While the pandemic continues to limit our movement, there are still so many possibilities for engagement between artists, scientists, organizations, academe, governments, businesses, and most importantly, local communities and individuals stuck at home: radio (or podcast) dramas, photostories, flip top, spoken word, public art, illustration, comics, zines, animation and other exciting things that creative people can surely dream up together.

"It’s this ability to focus people’s attention, draw people in, and touch the wellspring of emotion that artists can bring to climate action."
PADMA PEREZ

What are the opportunities and difficulties you’ve encountered bringing together writers, artists, activists, educators, to co-create and collaborate for climate action?

 

Padma: Creative collaboration is easy to say, but harder to do. At the Agam Agenda, part of our work is to open up spaces for transdisciplinary collaboration between the sciences, arts, and humanities. To do this, we ourselves have to unlearn habits of mind around territoriality (in areas of work), ownership (of concepts and processes), and competition (for resources and audiences). We ask people to come out of their comfort zones and work in contexts and with people that they might not otherwise encounter or even consider reaching out to. This is not a small thing to ask because we’re all up against old structures and boundaries. 

For example, in academe, scientists and scholars are expected to maintain disciplinary boundaries. We’re all still learning how to be interdisciplinary and there are a lot of walls that need to be broken down in the process. Going back to the question on art and tools, maybe art is the sledgehammer that will break these walls down and then bring forth a new architecture for collaborative and mutualistic futures?

Another challenge we face is how the climate change conversation is dominated by colonial paradigms of “development” and sustainability. We can see how this is so detrimental in excluding or not paying enough attention to the experiences of those most vulnerable to climate-related impacts, resulting directly in un/conscious biases, lack of access, injustices in reform or solutions, etc. Often, the places in which climate change is a matter of life and death become invisible. This is partly why the Agam Agenda’s forthcoming book, Harvest Moon: Poems and Stories from the Edge of the Climate Crisis, sought to bring together poems, stories, and lyrical essays from Africa, Asia, the Pacific, and Latin America, written by poets, journalists, scientists, and novelists who bear witness to climate change.

Following the success of the book Agam: Filipino Narratives on Uncertainty and Climate Change, the Agam Agenda is now developing a new international literary anthology on climate change.
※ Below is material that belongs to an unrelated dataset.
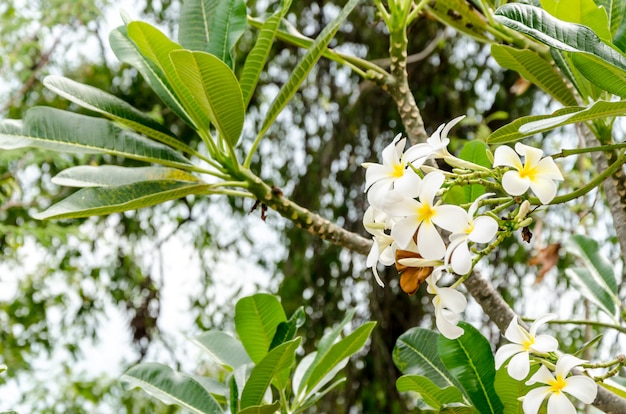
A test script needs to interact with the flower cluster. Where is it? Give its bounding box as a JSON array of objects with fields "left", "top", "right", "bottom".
[
  {"left": 363, "top": 117, "right": 563, "bottom": 339},
  {"left": 496, "top": 314, "right": 598, "bottom": 414}
]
Can you tell us what to expect from this new book?

 

Padma: Harvest Moon (out later in 2021) is an anthology of 30 climate narratives (poetry, fiction, and essays) written in nine world languages, prompted by 30 black and white photographs, from 24 countries. Most of the pieces are written in English or Spanish but the book also includes poems and stories originally written in Zapoteca, Kankanaey, Swahili, Bahasa Indonesia, Turkish, French, and Chinese. These are all translated into English.

"Art's role in climate advocacy goes beyond being a tool for the creative communication of science and policy."
PADMA PEREZ

Our contributors include Kathy Jetñil-Kijiner, Yuvan Aves, Leonardo Padura, Irma Pineda, Fiston Mwanza Mujila, and Malebo Sephodi. (Try googling them! They’re incredible!) So readers can expect to find a diversity of world views, imagery, and possible futures in the pages of the book.

 

We speak to many of the contributors of both Agam: Filipino Narratives and Harvest Moon on Agam the Climate Podcast, which we produce in collaboration with Ground Bravo studios. You can follow the podcast on Spotify. In the podcast, we talk about the piece they contributed to the book, their work, and their reflections on the roles of artists in facing the climate crisis. While we get ready to launch Harvest Moon, we are busily spreading our spores, chasing wild ideas, and organizing sessions that bring into conversation scientists, writers, artists, activists, and educators for climate action. Abangan!